Persistence of Complementary and Alternative Medicine (CAM) Use In ASD

Saturday, May 14, 2011: 2:45 PM
Elizabeth Ballroom GH (Manchester Grand Hyatt)
1:15 PM
S. L. Hyman1, L. Cole2, A. M. Reynolds3, T. Clemons4 and D. L. Coury5, (1)Department of Neurodevelopmental and Behavioral Pediatrics, University of Rochester School of Medicine, Rochester, NY, (2)Box 671, University of Rochester, Rochester, NY, (3)University of Colorado Denver, Aurora, CO, (4)EMMES Corp, Rockville, MD, (5)Nationwide Children's Hospital, Columbus, OH
Background:  Complementary and alternative medicine (CAM) treatments are widely used as an adjunct to conventional medical treatment for many conditions.  CAM treatments are often recommended by parents, medical providers, and paraprofessionals as potential components of an overall treatment plan but their therapeutic effects have not had careful evaluation.

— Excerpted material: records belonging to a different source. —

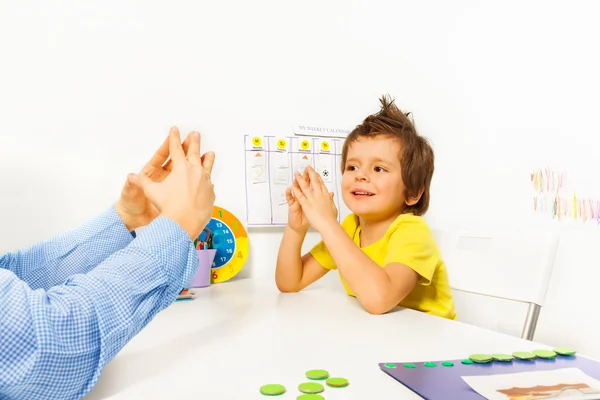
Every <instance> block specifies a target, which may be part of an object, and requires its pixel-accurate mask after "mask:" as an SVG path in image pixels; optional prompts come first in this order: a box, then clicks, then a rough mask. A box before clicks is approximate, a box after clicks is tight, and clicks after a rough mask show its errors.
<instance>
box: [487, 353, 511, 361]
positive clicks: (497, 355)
mask: <svg viewBox="0 0 600 400" xmlns="http://www.w3.org/2000/svg"><path fill="white" fill-rule="evenodd" d="M492 357H493V358H494V360H496V361H500V362H509V361H512V359H513V356H511V355H510V354H492Z"/></svg>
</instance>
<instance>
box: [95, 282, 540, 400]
mask: <svg viewBox="0 0 600 400" xmlns="http://www.w3.org/2000/svg"><path fill="white" fill-rule="evenodd" d="M338 279H339V278H338V276H337V274H336V273H331V274H328V276H326V278H325V279H324V280H323V281H322V282H321V281H320V282H317V283H316V284H314V285H313V286H311V287H309V288H307V289H305V290H304V291H302V292H300V293H287V294H283V293H279V292H278V291H277V288H276V287H275V283H274V281H272V280H271V281H266V282H265V281H263V282H259V281H255V280H252V279H245V280H239V281H232V282H227V283H222V284H218V285H214V286H212V287H210V288H204V289H197V294H198V297H197V298H196V299H195V300H194V301H188V302H178V303H174V304H173V305H172V306H170V307H169V308H167V309H166V310H164V311H163V312H162V313H160V314H159V315H158V316H157V317H156V318H155V319H154V320H153V321H152V322H150V324H148V326H147V327H146V328H145V329H144V330H143V331H142V332H141V333H140V334H139V335H138V336H136V337H135V338H134V339H133V340H132V341H131V342H130V343H129V344H128V345H127V346H126V347H125V348H124V349H123V350H122V352H121V353H119V354H118V355H117V357H115V359H114V360H113V361H112V362H111V363H110V364H109V365H108V366H107V367H106V368H105V370H104V372H103V374H102V376H101V378H100V380H99V382H98V384H97V385H96V387H95V388H94V390H93V391H92V392H91V393H90V394H88V396H86V397H85V399H86V400H99V399H115V400H116V399H127V400H131V399H145V400H146V399H208V400H221V399H235V400H246V399H261V400H267V399H270V398H276V399H296V397H297V396H298V394H300V393H299V391H298V389H297V387H298V384H300V383H301V382H305V381H307V379H306V378H305V376H304V373H305V371H307V370H309V369H326V370H328V371H329V372H330V373H331V375H332V376H341V377H344V378H347V379H348V380H349V381H350V385H349V386H348V387H346V388H342V389H333V388H328V387H327V386H326V389H325V392H324V393H322V395H324V397H325V398H326V399H327V400H335V399H340V400H341V399H344V400H352V399H357V400H358V399H419V398H420V397H419V396H417V395H416V394H414V393H413V392H411V391H410V390H409V389H407V388H405V387H404V386H403V385H401V384H400V383H398V382H397V381H395V380H394V379H393V378H391V377H390V376H388V375H387V374H385V373H384V372H383V371H381V370H380V368H379V366H378V363H380V362H411V361H415V362H416V361H428V360H444V359H458V358H465V357H468V355H470V354H473V353H507V352H508V353H511V352H513V351H517V350H524V351H531V350H534V349H536V348H547V347H546V346H541V345H539V344H535V343H532V342H528V341H525V340H522V339H520V338H516V337H511V336H508V335H504V334H500V333H496V332H492V331H488V330H484V329H480V328H477V327H474V326H470V325H466V324H463V323H460V322H456V321H450V320H446V319H443V318H438V317H433V316H430V315H427V314H424V313H420V312H416V311H413V310H409V309H400V310H398V311H395V312H392V313H389V314H386V315H370V314H368V313H367V312H366V311H364V310H363V309H362V308H361V307H360V305H359V304H358V302H357V301H356V299H354V298H352V297H349V296H347V295H346V294H345V292H344V291H343V288H342V286H341V283H340V282H339V280H338ZM266 383H280V384H283V385H285V386H286V388H287V393H286V394H284V395H282V396H277V397H267V396H263V395H261V394H260V393H259V388H260V386H261V385H263V384H266Z"/></svg>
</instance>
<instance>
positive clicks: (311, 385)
mask: <svg viewBox="0 0 600 400" xmlns="http://www.w3.org/2000/svg"><path fill="white" fill-rule="evenodd" d="M298 390H300V391H301V392H302V393H321V392H322V391H323V390H325V388H324V387H323V385H321V384H320V383H316V382H305V383H301V384H299V385H298Z"/></svg>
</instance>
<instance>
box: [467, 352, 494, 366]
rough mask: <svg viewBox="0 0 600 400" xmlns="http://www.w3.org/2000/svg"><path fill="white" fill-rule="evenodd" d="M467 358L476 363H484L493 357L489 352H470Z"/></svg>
mask: <svg viewBox="0 0 600 400" xmlns="http://www.w3.org/2000/svg"><path fill="white" fill-rule="evenodd" d="M469 358H470V359H471V360H472V361H473V362H476V363H478V364H485V363H488V362H490V361H492V360H493V359H494V358H493V357H492V356H490V355H489V354H471V355H470V356H469Z"/></svg>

The objective of this study is to determine characteristics surrounding CAM use in a large ASD registry, and identify factors associated with the ongoing use of CAM treatments including ASD diagnosis, type of CAM and ongoing use of CAM treatments.


The study population consisted of children and adolescents ages 2 – 18 years entered in the Autism Treatment Network (ATN) Registry.  The ATN collects data on children with ASD at fourteen sites across the US and Canada.  Children with a diagnosis of ASD (autism, Asperger disorder, or PDD-NOS), as determined by comprehensive multidisciplinary evaluation, including ADOS, were included in this analysis.  Upon entry into the registry, parents completed a medical history questionnaire that includes questions about use of CAM treatments, GI symptom inventory, Children’s Sleep Habits Questionnaire (CSHQ), and demographic data. Longitudinal data are collected through annual visits or by phone or mail contact with the family.

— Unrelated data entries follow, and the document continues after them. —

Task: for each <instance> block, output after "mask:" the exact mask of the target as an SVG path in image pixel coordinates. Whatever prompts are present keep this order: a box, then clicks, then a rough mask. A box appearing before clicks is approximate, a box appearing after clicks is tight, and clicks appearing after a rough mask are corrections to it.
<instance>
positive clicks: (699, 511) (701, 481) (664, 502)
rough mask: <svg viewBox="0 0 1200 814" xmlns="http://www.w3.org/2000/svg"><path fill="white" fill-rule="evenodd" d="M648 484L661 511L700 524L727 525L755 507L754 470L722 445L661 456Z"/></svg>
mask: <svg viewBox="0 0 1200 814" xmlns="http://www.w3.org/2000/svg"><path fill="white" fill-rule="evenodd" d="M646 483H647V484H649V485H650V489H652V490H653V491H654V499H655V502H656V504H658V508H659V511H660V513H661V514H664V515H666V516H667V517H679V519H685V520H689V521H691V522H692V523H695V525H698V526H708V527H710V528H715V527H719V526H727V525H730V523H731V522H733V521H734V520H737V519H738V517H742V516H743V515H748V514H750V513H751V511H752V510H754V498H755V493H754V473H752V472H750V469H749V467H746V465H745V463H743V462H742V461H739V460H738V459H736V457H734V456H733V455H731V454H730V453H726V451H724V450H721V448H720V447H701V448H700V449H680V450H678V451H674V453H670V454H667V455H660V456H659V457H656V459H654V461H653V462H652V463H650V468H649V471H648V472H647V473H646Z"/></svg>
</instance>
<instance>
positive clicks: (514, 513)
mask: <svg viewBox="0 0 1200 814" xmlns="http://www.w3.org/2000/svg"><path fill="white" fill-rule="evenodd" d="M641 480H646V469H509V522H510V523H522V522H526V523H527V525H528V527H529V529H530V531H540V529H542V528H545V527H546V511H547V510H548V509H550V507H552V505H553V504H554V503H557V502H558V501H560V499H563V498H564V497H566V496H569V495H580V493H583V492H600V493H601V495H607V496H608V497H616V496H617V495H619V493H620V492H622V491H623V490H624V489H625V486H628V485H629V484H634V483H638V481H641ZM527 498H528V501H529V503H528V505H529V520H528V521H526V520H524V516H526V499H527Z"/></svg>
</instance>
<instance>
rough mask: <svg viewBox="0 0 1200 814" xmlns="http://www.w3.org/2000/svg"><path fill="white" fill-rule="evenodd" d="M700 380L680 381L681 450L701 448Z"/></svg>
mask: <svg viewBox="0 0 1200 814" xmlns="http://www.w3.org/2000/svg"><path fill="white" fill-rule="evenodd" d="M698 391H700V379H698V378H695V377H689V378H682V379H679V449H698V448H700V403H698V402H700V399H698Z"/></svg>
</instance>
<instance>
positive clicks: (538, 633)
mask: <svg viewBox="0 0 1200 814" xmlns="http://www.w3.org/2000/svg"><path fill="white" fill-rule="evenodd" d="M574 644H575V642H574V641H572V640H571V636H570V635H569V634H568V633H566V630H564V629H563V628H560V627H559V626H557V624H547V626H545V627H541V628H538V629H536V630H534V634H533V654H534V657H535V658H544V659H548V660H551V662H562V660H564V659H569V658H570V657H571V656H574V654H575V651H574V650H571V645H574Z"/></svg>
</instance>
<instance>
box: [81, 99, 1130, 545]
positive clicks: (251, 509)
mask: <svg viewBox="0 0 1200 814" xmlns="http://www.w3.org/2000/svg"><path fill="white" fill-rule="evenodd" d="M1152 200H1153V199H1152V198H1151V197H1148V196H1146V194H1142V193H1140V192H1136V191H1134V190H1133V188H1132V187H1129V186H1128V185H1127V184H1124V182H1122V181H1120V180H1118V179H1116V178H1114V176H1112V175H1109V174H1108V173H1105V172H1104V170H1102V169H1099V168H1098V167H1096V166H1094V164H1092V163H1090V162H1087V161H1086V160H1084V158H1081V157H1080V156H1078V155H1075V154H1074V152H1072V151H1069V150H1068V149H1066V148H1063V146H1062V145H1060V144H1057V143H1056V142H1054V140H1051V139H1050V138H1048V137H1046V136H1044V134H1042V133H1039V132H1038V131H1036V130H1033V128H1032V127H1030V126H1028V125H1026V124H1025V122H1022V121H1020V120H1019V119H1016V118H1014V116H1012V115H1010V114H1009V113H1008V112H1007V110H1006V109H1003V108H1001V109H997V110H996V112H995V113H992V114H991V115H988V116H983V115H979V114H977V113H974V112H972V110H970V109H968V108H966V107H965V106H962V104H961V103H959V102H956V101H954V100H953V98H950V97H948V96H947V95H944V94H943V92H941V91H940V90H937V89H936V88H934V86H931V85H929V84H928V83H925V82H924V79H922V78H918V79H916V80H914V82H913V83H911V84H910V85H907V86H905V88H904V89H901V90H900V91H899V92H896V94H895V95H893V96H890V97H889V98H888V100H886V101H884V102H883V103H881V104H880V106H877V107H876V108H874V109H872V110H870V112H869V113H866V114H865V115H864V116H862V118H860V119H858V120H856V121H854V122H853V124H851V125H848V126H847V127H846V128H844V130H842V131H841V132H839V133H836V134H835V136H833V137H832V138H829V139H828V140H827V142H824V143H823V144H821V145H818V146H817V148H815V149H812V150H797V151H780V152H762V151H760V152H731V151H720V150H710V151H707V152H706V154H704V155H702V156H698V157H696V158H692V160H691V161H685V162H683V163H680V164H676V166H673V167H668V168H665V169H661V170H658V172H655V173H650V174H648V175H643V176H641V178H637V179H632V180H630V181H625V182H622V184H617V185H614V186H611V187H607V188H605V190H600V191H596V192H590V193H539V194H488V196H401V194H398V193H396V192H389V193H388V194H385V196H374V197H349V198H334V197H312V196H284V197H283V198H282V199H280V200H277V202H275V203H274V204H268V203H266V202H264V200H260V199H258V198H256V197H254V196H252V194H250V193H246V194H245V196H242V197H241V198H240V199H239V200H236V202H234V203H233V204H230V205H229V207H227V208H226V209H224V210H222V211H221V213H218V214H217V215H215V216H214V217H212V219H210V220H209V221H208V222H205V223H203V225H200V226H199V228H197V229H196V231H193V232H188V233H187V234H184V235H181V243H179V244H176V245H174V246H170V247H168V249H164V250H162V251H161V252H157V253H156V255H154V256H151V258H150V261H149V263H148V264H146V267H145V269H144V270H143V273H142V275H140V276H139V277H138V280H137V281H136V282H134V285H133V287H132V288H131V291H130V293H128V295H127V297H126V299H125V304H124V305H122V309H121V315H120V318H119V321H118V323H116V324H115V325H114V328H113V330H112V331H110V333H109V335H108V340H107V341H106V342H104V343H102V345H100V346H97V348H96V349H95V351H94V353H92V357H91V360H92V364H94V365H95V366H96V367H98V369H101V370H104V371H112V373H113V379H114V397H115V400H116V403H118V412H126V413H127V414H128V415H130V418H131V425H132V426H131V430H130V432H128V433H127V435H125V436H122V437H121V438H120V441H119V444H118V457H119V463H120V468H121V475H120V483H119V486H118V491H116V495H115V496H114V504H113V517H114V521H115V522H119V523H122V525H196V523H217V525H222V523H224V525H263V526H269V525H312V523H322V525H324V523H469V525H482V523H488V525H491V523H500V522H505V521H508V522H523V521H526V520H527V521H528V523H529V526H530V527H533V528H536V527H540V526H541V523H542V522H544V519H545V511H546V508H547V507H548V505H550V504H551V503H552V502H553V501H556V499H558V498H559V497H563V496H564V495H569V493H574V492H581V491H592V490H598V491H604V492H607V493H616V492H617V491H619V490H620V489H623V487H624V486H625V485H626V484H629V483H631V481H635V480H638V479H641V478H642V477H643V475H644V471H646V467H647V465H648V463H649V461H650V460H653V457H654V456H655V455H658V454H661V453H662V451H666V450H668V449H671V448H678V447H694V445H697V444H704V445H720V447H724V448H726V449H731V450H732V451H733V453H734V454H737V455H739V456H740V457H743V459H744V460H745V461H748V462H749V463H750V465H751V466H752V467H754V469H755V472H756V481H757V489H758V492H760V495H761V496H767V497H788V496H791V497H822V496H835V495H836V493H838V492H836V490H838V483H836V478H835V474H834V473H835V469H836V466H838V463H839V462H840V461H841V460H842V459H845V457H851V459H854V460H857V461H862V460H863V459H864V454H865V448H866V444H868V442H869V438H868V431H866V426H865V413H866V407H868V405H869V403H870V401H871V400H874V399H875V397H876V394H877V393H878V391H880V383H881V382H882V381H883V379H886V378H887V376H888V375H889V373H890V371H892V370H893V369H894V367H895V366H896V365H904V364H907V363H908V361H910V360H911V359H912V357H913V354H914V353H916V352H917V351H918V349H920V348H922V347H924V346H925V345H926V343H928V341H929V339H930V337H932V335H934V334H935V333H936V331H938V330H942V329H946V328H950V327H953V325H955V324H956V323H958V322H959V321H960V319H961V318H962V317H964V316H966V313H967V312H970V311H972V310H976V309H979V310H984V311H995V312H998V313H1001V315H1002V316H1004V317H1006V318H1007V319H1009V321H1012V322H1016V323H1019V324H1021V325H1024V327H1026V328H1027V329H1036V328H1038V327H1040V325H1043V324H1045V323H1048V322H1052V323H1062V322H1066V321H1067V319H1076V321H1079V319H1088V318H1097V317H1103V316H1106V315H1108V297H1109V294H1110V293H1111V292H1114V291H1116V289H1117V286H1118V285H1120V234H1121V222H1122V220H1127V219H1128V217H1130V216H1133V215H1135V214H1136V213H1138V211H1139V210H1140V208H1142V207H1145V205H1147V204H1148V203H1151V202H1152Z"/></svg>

Results:  Special diets were the most frequent form of CAM treatment. Overall, 449 (18%) of 2,489 enrolled children were on special diets as part of their treatment plan.  Data at 1 year follow up are available for 568 children.  Of these, 106 (19%) were on special diets with non-significant variation by ASD type (autism, 16%; Asperger disorder. 11%; PDD/NOS, 14%). The most common diets were “other” (64%), casein free (48%), and gluten-free (47%).  At follow up, the most common diets were “other” (61%), gluten free (50%), and casein free (49%). Of the 568 children with follow-up data, 45 (8%) children not on a special diet at baseline were on a special diet at their first annual visi (p<.0001).  Conversely, 25 of the children on a special diet at baseline had discontinued by their first annual visit (p<.0001). Of the 568 children, 57 children not receiving CAM treatments at baseline were receiving CAM at their first annual visit (p<.0001).  Conversely, 36 of the children receiving CAM at baseline were no longer receiving CAM at their first annual visit (p<.0001). 

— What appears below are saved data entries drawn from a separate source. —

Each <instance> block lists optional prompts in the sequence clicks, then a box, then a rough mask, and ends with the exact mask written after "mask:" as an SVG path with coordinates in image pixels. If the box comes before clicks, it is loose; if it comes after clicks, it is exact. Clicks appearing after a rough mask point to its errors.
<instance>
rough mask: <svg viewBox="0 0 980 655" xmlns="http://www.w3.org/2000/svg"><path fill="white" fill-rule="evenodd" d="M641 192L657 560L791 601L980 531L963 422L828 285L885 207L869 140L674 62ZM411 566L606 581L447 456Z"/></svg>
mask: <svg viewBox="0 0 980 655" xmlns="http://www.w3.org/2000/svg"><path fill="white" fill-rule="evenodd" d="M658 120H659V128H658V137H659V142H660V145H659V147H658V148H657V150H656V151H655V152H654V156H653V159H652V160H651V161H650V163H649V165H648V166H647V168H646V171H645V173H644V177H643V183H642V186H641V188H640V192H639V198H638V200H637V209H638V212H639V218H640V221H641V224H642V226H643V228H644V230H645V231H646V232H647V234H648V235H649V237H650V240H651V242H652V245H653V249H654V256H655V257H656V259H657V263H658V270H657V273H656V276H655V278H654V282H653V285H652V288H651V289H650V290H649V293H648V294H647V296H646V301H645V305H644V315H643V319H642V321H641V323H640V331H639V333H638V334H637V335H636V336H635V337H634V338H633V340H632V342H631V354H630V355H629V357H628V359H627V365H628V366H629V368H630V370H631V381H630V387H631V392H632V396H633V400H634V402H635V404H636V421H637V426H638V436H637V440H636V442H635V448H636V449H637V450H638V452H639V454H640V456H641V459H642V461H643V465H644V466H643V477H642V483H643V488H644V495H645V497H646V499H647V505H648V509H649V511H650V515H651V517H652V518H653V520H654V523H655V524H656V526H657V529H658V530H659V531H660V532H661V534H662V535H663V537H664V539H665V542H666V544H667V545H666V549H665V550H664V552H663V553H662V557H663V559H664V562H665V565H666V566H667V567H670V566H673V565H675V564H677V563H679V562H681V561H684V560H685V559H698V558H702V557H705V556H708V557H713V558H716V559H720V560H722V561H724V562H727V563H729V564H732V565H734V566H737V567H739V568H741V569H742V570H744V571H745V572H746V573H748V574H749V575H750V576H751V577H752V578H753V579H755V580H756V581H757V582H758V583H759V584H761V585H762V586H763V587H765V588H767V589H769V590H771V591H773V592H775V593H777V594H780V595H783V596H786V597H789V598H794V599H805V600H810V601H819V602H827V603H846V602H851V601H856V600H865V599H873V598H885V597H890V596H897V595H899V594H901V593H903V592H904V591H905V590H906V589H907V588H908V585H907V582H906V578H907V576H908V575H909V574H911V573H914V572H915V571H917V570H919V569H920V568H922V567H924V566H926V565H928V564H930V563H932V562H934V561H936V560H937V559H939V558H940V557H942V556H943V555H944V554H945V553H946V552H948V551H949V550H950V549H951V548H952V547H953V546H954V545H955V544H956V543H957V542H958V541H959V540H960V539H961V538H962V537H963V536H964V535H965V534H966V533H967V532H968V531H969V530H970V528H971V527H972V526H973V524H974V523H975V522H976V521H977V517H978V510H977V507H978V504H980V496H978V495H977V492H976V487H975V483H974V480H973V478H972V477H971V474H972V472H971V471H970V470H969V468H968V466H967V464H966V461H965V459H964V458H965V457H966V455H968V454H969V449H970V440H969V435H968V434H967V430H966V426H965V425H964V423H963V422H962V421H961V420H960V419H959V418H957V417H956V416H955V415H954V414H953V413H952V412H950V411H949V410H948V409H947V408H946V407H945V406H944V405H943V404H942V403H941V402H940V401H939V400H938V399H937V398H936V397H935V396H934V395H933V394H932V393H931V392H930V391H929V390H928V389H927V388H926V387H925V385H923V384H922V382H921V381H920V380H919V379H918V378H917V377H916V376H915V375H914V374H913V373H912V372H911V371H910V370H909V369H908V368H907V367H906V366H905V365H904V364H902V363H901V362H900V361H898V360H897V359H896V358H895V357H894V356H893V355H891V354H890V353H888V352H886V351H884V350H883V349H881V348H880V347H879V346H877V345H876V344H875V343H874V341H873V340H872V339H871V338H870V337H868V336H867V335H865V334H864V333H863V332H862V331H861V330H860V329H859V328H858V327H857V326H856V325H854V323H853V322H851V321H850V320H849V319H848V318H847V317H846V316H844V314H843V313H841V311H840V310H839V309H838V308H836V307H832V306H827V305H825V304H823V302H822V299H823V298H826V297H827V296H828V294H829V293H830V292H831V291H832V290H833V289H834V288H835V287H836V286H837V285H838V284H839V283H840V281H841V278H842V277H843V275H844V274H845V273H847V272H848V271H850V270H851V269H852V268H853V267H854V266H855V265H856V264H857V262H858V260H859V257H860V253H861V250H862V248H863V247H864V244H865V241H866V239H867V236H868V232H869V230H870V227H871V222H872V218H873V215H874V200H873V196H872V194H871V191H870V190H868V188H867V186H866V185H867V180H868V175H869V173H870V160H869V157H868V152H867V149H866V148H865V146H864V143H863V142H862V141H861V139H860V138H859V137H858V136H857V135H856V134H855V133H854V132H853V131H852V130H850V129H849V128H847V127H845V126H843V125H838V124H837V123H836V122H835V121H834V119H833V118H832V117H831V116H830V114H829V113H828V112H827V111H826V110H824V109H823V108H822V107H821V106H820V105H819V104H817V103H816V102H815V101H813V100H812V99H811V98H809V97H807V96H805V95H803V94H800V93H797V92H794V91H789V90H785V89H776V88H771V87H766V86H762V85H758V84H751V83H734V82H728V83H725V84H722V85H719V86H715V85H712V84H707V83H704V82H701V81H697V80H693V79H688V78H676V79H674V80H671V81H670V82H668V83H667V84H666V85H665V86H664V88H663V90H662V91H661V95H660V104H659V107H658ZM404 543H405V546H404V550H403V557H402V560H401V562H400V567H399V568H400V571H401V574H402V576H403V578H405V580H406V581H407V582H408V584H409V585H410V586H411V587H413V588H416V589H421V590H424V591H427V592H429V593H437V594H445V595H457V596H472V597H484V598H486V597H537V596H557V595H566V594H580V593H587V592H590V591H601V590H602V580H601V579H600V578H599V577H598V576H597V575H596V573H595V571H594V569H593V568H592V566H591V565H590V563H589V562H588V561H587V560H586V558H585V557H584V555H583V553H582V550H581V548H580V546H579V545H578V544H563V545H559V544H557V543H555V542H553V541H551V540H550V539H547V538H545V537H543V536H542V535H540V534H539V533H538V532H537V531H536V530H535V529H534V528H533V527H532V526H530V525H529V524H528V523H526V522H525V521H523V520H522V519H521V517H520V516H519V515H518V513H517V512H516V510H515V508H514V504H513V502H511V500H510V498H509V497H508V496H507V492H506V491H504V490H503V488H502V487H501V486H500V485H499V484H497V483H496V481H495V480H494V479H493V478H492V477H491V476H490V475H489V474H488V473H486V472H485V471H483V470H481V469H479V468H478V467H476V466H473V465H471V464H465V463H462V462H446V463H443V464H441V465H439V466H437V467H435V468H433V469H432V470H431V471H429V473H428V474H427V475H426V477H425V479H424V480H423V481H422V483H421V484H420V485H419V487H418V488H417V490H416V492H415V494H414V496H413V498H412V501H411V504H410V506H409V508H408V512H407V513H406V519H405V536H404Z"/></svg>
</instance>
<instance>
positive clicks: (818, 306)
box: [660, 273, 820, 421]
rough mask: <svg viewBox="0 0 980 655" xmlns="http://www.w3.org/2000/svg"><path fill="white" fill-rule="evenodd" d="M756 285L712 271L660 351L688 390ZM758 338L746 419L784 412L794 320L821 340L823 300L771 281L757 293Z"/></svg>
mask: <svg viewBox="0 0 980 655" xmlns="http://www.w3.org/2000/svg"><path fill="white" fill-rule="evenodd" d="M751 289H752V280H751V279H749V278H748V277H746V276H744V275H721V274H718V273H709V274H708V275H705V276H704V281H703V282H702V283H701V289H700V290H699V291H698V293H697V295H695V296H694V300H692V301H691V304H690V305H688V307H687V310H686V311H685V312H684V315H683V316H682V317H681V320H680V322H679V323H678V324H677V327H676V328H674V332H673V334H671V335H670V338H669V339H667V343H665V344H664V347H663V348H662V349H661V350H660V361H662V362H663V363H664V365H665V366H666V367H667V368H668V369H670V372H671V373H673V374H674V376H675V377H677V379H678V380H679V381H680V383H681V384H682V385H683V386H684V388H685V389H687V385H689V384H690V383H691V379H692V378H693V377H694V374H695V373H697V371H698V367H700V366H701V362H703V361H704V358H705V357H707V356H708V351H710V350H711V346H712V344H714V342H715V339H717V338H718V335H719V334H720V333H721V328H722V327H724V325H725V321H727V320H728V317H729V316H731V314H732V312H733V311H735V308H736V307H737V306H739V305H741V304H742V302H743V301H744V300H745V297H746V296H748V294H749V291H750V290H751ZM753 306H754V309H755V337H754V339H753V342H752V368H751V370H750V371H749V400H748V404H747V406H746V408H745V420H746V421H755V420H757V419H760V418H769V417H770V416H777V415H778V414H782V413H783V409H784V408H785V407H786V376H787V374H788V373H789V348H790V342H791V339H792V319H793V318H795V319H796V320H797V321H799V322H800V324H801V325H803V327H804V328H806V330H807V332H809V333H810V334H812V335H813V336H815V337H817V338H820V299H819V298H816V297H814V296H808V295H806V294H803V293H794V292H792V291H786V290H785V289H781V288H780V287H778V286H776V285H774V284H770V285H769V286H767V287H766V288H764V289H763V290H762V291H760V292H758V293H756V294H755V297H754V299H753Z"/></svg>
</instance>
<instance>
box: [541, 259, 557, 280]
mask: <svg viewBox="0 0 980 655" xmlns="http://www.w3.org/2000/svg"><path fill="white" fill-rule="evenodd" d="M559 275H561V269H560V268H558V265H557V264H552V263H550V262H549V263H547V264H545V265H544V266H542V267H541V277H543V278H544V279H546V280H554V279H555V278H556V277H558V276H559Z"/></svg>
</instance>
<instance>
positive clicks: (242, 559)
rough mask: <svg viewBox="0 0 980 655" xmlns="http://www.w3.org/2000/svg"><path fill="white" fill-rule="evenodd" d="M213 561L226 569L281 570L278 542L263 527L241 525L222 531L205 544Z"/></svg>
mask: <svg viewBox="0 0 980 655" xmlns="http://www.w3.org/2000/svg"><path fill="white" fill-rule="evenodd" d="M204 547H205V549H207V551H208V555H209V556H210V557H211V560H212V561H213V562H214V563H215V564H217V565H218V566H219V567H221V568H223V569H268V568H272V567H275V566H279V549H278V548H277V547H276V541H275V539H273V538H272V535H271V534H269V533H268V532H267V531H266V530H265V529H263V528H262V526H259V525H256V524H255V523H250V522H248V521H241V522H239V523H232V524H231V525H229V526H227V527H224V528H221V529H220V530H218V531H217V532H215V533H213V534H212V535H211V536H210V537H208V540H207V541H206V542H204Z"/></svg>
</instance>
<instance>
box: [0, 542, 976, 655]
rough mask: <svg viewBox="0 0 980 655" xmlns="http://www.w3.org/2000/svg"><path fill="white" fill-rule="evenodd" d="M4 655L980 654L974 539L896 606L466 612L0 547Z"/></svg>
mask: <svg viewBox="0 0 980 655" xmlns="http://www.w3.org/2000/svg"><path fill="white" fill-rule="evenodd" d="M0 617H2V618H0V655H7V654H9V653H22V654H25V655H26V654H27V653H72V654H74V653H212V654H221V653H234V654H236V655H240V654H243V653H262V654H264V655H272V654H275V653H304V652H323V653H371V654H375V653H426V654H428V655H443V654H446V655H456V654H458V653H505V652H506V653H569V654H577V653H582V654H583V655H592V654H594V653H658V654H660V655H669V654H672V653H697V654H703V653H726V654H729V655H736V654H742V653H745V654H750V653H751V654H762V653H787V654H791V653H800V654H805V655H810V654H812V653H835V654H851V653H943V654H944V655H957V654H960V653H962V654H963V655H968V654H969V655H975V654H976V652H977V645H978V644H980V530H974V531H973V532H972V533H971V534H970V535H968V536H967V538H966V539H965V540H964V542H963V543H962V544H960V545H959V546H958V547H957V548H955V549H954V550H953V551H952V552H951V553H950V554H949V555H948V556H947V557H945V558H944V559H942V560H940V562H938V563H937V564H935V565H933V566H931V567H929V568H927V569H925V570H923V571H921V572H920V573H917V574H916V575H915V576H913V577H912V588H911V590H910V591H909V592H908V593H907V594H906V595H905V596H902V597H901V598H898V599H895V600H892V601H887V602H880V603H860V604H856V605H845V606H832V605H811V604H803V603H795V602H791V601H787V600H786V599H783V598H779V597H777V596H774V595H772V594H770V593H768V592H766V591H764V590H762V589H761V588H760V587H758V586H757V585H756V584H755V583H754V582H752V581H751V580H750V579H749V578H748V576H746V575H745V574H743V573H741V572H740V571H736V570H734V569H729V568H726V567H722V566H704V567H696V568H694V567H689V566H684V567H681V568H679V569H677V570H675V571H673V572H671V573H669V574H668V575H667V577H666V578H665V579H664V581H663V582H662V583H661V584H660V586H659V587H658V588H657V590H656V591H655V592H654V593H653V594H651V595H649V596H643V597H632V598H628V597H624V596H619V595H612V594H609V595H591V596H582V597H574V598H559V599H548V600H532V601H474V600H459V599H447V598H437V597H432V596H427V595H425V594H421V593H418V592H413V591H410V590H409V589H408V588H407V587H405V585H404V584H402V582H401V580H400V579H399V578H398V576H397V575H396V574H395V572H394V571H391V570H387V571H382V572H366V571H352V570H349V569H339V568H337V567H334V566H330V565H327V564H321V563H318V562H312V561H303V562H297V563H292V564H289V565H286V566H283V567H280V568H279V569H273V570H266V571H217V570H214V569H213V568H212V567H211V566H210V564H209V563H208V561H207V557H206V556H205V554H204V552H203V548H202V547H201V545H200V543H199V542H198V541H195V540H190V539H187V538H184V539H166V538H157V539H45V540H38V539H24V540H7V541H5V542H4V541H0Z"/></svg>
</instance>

CAM treatments in the form of special diets are commonly used.  Families appear to persist in use of CAM, with 5-10% of CAM families discontinuing use annually.  A similar percentage of families not using CAM will begin use over the course of a year, most of these using special diets.  Health care providers should be aware of the use of CAM among families with a child with ASD, and the trend for families to add or drop these treatments over time.   Educational efforts are important for child health providers to monitor the nutritional concerns of this large group of children.

Support from ATN-CRT-07-02 (Autism Speaks) and UA3MC11054 (MCHB).